When I was in high school – back in the middle of the last century – we had a home poker game that I hated. Everyone else seemed to love this game. But I thought there was something about it that made it antithetical to the natural rules of poker – everyone being for himself. The game was Anaconda.
Anaconda involved passing cards to other players – something I thought should never be allowed. It struck me as an invitation for collusion – or at the very least for punishing someone you didn't like. Even so, I learned to put up with it. And now, like rock and roll that I also detested, I look back on it fondly – if only for nostalgic reasons.
Here's how it's played – or at least how we played. Different groups of players may have had slight variations.
The game was played high low declare.
The dealer dealt seven cards face down to each player. There was a round of betting. Then each player passed three of his cards to his left. There was another round of betting. Then each player passed two cards to his left. There was another round of betting. Finally, the last passing round, and each player passed a final card to his left.
We then added a "roll your own" feature. Each player would then arrange his cards as he wished them to be turned over. He would put his stack down in front of him. The order of the cards could no longer be changed. Each player would then turn over one card. The high hand showing would start the betting as they would in a stud game. There would be a round of betting following each up card that was turned up.
We rolled six cards face up and then we declared high, low, or high-low. Following the declare there was a final round of betting with the best declared high hand and the best declared low hand splitting the pot.
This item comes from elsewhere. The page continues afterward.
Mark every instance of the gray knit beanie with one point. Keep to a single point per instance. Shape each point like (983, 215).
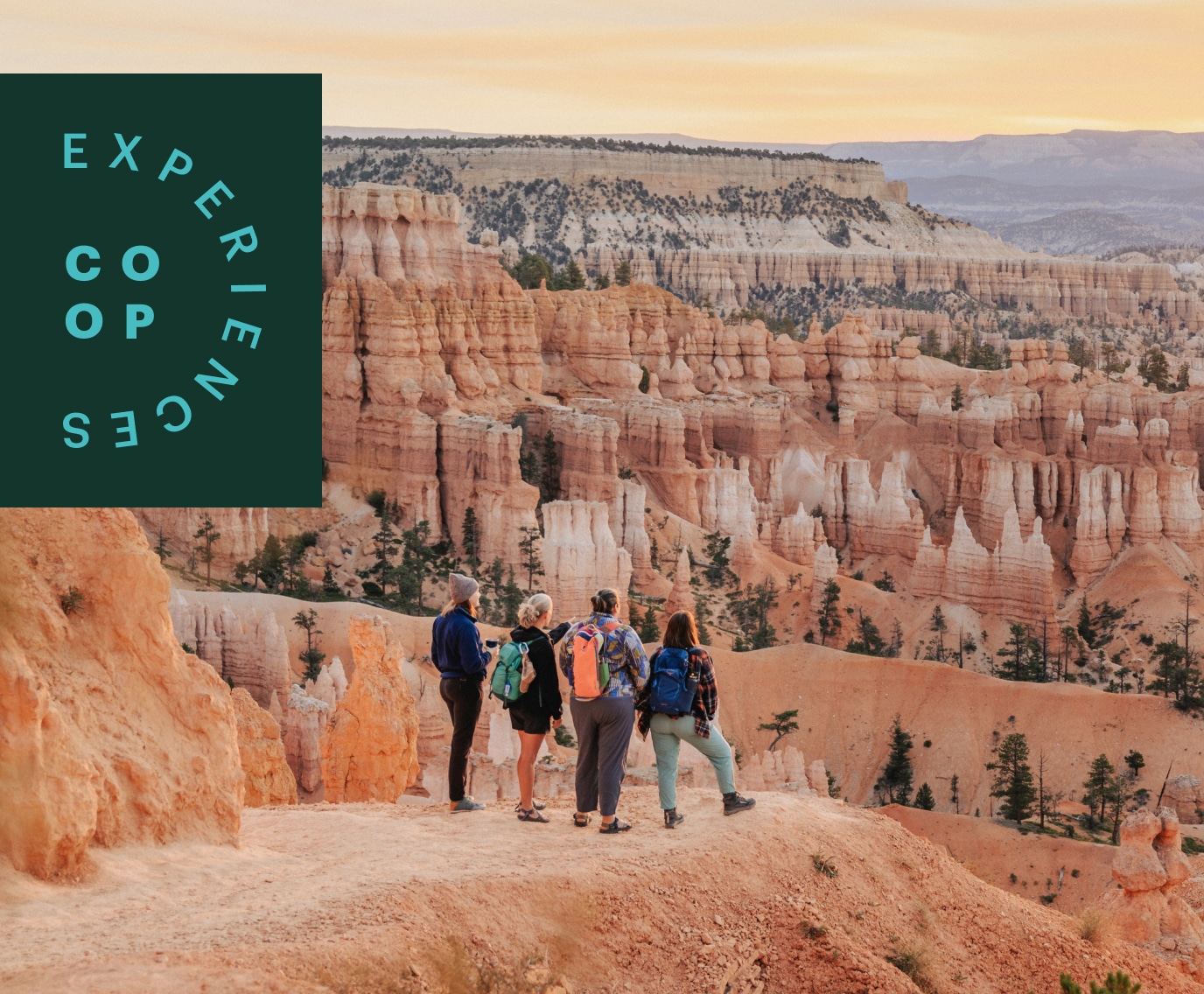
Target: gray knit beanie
(461, 587)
The game seemed wild and crazy. But here's the kicker to it all. It was a game that greatly favored the conservative skilled poker player. The winning hand values were quite high, with the passing of cards back and forth. And the conservative player could fold all but the highest value hands. And then, with the seven additional rounds of betting after the cards were passed, he could soak his looser opponents.
The game also favored the player skilled in reading his opponent for high or low – since he could often sneak in for half the pot by manipulating his opponents with raises while reading the exposed cards. Also, if you were adept enough at poker to think about the cards that you were passed, you could often get a read on what your opponent was holding based on the cards he passed you.
Say, for example, that your opponent kept passing you high cards. It was a pretty good notion that he was trying to make a really good low. On the other hand, if he passed you low cards he might have either already made a really good low – or he might have been going for a big full house.
With good card memory you could also remember what remained in some of your opponent's hand based on what you passed him. Think about it. If in the final passing round you passed the guy to your left the King of Spades and he had six cards showing at the end – but hadn't exposed the King of Spades, then you knew with certainty what his unexposed card was. That could make a huge difference.
This game is great when your opponents are drunk or not paying attention but you are. It's the perfect game to exploit the skill differential between you and other players. On retrospect, I think I love this game!